Per Draghi il ritiro dall’Afghanistan e il cambio di commesse che ha riguardato il contratto tra l’Australia e la Francia per la fornitura di alcuni sottomarini nucleari, “sono due messaggi molto forti, che ci dicono – scandisce – che la Nato sembra meno interessata dal punto di vista geopolitico all’Europa e ha spostato le aree di interesse ad altre parti del mondo”. Da queste premesse muovono le domande rivolte da Draghi ai colleghi europei. E’ “pensabile” che i paesi membri dell’Ue possano coordinarsi per avere posizioni comuni e vincolanti? in grado anche di “guidare” le scelte della Nato? Le “riflessioni” che nelle ultime settimane stanno facendo i leader Ue non sembrano in realtà essere ben accolte dai vertici Nato. “Qualsiasi tentativo di indebolire il legame transatlantico creando strutture alternative, trasmettendo l’idea che possiamo farcela da soli, non solo indebolirà la Nato, ma dividerà l’Europa”, è il messaggio fatto recapitare oltreoceano dal segretario generale, Jens Stoltenberg, ma Draghi non la pensa così. “Non credo che qualunque cosa nasca fuori dalla Nato indebolisca la Nato o indebolisca l’Europa – dice chiaro – Qualcosa di complementare alla Nato rafforza la Nato e l’Europa”. La pensa così anche Ursula von der Leyen. “L’Unione europea non sarà mai un’alleanza militare, ma ci sono scenari dove non vediamo la Nato e potrebbe esserci la necessità per l’Ue di essere in grado agire – ribadisce la presidente della Commissione Ue – Tutti gli sforzi che stiamo perseguendo verso il summit della difesa del prossimo anno sono complementari alla Nato. Ma danno all’Ue la capacità di agire se c’è la volontà politica di impegnarsi”.
Draghi, in questa partita, è in prima linea, nella rotta già tracciata, in realtà, in più di un’occasione da Sergio Mattarella.
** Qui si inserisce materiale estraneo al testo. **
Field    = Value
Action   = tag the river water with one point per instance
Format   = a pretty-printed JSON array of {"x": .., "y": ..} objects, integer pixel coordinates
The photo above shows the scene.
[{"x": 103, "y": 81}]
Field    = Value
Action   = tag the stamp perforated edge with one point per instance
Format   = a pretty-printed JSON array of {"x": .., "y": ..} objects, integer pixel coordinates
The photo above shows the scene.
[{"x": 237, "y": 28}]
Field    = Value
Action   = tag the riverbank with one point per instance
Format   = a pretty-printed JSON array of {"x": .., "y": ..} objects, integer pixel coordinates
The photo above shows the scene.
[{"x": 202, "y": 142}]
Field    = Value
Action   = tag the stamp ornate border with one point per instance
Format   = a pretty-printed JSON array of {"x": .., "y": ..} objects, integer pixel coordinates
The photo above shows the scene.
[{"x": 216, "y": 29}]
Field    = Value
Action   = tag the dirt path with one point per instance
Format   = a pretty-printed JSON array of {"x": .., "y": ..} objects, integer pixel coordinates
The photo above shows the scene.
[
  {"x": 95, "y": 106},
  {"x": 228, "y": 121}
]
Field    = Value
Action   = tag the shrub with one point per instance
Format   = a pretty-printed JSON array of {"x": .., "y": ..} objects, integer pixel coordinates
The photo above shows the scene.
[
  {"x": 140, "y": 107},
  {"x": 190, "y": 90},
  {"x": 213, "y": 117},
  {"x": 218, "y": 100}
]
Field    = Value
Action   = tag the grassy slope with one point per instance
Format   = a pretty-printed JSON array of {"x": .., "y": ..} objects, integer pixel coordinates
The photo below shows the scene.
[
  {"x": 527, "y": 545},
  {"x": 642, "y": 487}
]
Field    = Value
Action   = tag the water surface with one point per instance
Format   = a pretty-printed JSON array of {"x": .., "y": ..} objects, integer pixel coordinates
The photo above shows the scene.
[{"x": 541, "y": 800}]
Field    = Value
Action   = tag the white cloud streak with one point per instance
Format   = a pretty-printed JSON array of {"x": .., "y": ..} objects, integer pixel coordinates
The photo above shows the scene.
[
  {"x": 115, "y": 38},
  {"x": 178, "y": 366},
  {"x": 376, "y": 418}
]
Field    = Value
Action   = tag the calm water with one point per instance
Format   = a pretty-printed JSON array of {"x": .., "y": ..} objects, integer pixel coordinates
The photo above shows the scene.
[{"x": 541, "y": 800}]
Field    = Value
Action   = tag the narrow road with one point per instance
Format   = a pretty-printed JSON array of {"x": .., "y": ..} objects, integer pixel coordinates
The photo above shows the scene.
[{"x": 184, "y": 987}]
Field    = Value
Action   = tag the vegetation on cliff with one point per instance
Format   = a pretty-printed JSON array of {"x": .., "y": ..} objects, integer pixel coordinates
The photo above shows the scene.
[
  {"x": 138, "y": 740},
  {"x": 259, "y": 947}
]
Non c’è più tempo da perdere, però, e le occasioni perdute sono già state tante.
“Se non c’è una politica estera comune – è la consapevolezza del premier – è molto difficile pensare a una difesa comune”. Per arrivare a visioni condivise di politica estera e di difesa, lo dice chiaro il presidente del Consiglio italiano, ci sono due strade: procedere “all’interno dell’Ue e, se però non funziona, con un’alleanza tra Paesi”. Draghi preferisce “di gran lunga” la prima ipotesi perché consentirebbe di portare avanti “uno schema sovranazionale invece di passare a uno schema di alleanze multigovernative ma – è la sottolineatura- bisogna vedere cosa è che funziona perche è il momento di pensarci seriamente”.
La tabella di marcia, in ogni caso, prende forma. L’Alto rappresentante dell’Ue per la Politica estera, Josep Borrell, presenterà una prima bozza dello ‘Strategic compass’ sulla difesa a novembre 2021. I leader, ha annunciato il presidente del Consiglio europeo, Charles Michel, ne discuteranno a dicembre per tentare poi un’accelerazione a marzo in occasione del Consiglio europeo ordinario sulla Difesa.